Death on Facebook

Filed under: Editorials | Tags: , , |

Usability

I am writing this one day after learning that a friend from high school took his life. I am tabling this post for a bit to let emotions settle. You see, “Jeff’s” (not his real name) death broke on social media.

The word quickly spread among his friends. I heard about it on Twitter and then through messages on Facebook. People started posting pictures they had of Jeff on his page. I did it too. They started telling stories, the things they loved about him, and their favorite memories. There were songs, and tributes posted. Friends of friends expressed their sorrow for our loss. Jeff’s favorite songs and music from 80s when we were all in high school.

The problem was it was all happening so fast, that Jeff’s family had not even been notified that he was dead.

Then the backlash started:

THINK before you post things, especially private things. You are not a TMZ reporter.

Wishes well meaning people would think before they post shit all over Facebook.

Nice way to combine tact with common sense, people. Contrary to popular belief, his family had NOT been notified and this is essentially how they found out. This might be the digital age, but you should consider that bad news travels by actual word of mouth…not FB. His body wasn’t even cold before you all began with your self-centered yearbook dedication style posts. Do you assholes think he is in some cosmic Internet cafe reading this shit and smiling fondly?

I should say, I was probably one of those assholes posting shorting after getting the news. The anger is understandable. The family should be notified first. I apologize to anyone for whom my posts caused distress.

Speaking only for myself, here is what I would like when I die:

For many of us, the comments on FB will be our eulogy and memorial. When I go, feel free to comment. Speak my death. Tell the good. Tell the bad. Just tell it. Let people draw close and know me better. If possible, make my account fully public so people I’ve touched professionally can comment as well.

When my time comes, don’t fight over embarrassing stories or pictures. It’s fine. There will be truth, there will be lies, omissions and misunderstandings. Stains and holes in the tapestry. It’s fine. Don’t pull apart of this.

My wife knows I love her. The kids know I love them. Don’t second guess. Don’t edit because of the kids. I don’t want to die a paragon, because I am not one. The only thing I can hope for is to be understood and remembered. Editing lessons both.

Facebook’s Policy on Accounts of the Deceased

In October 26, 2009, Facebook blogged it’s policy on what will happen to the accounts of the deceased in post titled, Memories of Friends Departed Endure on Facebook:

We understand how difficult it can be for people to be reminded of those who are no longer with them, which is why it’s important when someone passes away that their friends or family contact Facebook to request that a profile be memorialized. For instance, just last week, we introduced new types of Suggestions that appear on the right-hand side of the home page and remind people to take actions with friends who need help on Facebook. By memorializing the account of someone who has passed away, people will no longer see that person appear in their Suggestions.

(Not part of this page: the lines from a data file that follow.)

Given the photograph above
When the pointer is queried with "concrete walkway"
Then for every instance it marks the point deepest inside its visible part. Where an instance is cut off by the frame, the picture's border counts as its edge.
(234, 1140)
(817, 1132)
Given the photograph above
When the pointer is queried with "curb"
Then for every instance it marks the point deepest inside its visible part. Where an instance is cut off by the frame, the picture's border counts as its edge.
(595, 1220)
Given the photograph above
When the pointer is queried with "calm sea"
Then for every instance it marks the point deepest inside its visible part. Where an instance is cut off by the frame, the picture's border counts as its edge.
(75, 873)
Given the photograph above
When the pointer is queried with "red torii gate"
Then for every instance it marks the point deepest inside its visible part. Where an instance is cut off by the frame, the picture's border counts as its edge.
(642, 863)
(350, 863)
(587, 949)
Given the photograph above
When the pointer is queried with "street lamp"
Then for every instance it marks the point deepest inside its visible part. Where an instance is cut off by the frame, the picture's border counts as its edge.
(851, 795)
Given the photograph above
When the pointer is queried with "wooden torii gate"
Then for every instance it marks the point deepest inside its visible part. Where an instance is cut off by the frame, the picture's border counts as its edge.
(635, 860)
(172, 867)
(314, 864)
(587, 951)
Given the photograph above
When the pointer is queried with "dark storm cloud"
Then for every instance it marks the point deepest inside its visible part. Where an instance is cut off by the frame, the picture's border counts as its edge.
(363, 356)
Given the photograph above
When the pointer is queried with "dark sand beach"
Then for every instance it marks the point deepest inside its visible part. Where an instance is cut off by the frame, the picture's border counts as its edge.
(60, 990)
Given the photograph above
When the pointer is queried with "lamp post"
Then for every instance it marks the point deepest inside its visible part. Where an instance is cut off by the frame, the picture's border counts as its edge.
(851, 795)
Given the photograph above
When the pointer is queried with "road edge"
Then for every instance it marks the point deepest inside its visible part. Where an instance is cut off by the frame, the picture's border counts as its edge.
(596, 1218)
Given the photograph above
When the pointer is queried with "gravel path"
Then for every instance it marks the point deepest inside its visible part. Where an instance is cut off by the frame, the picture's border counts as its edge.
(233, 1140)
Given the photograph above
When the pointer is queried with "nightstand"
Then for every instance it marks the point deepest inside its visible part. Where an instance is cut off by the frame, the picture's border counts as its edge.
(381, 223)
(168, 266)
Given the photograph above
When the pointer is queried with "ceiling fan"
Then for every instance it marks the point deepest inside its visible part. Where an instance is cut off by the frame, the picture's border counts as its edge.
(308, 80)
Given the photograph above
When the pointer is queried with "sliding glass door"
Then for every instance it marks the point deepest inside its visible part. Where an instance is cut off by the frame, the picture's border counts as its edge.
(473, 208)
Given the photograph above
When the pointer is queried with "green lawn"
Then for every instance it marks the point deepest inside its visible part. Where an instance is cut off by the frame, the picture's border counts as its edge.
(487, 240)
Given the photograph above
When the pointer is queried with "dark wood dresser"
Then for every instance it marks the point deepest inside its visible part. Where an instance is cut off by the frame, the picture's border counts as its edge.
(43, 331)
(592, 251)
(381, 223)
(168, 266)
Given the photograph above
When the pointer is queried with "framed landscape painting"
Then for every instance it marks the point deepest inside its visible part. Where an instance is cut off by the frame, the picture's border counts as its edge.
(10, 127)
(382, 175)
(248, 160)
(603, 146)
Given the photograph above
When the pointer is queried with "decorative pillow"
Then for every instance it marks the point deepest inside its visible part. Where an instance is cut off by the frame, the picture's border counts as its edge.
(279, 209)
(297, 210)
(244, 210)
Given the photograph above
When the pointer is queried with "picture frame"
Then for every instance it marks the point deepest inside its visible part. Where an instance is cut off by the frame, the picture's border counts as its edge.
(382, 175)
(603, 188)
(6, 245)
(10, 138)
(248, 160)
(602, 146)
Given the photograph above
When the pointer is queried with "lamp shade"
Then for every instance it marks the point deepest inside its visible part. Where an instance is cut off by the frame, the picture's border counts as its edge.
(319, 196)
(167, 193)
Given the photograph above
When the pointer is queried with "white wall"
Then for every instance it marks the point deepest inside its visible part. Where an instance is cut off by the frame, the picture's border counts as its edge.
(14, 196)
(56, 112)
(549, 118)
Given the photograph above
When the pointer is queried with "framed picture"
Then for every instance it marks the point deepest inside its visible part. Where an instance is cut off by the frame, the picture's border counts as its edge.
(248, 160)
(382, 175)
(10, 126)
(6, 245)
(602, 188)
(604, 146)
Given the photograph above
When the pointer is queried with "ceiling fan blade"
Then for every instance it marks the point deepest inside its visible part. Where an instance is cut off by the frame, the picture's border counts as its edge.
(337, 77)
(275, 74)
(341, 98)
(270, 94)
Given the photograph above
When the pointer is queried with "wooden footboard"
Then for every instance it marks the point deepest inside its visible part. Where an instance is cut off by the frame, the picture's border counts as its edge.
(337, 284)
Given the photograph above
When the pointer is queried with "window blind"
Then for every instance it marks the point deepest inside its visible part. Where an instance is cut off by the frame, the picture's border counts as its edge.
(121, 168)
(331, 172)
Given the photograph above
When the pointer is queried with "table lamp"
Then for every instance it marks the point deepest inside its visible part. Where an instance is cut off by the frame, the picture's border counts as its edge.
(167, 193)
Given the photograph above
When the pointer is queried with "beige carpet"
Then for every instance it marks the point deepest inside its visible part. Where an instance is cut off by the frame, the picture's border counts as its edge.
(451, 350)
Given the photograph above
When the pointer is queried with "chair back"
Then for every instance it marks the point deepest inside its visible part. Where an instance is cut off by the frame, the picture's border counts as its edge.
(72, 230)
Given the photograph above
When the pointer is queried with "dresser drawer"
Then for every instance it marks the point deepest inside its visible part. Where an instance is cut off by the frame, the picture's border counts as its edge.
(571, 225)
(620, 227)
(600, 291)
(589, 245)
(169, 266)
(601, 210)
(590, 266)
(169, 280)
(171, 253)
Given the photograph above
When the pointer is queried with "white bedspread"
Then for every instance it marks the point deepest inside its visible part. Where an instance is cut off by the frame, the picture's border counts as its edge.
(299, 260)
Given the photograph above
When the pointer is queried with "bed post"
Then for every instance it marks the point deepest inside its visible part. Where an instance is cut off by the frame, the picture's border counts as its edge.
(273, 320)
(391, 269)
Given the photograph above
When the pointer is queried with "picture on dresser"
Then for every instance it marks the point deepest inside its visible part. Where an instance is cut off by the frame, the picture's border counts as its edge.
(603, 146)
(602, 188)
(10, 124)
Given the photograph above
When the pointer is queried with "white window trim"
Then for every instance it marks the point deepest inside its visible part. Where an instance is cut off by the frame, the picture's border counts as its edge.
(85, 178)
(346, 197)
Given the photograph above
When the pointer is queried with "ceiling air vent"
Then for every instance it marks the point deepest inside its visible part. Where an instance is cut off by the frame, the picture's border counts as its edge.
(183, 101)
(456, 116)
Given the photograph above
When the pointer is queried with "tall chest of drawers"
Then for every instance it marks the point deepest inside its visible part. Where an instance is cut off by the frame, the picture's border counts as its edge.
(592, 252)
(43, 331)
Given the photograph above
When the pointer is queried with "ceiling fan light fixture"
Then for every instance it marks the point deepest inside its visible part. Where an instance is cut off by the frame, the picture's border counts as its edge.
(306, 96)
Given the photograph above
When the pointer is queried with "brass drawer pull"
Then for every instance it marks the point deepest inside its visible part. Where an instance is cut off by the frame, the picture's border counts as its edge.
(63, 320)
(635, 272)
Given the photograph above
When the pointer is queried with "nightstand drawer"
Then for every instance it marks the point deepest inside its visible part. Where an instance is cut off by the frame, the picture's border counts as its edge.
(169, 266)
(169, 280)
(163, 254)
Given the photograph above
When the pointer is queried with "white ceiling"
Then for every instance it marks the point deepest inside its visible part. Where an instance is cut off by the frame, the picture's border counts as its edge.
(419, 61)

When an account is memorialized, we also set privacy so that only confirmed friends can see the profile or locate it in search. We try to protect the deceased’s privacy by removing sensitive information such as contact information and status updates. Memorializing an account also prevents anyone from logging into it in the future, while still enabling friends and family to leave posts on the profile Wall in remembrance.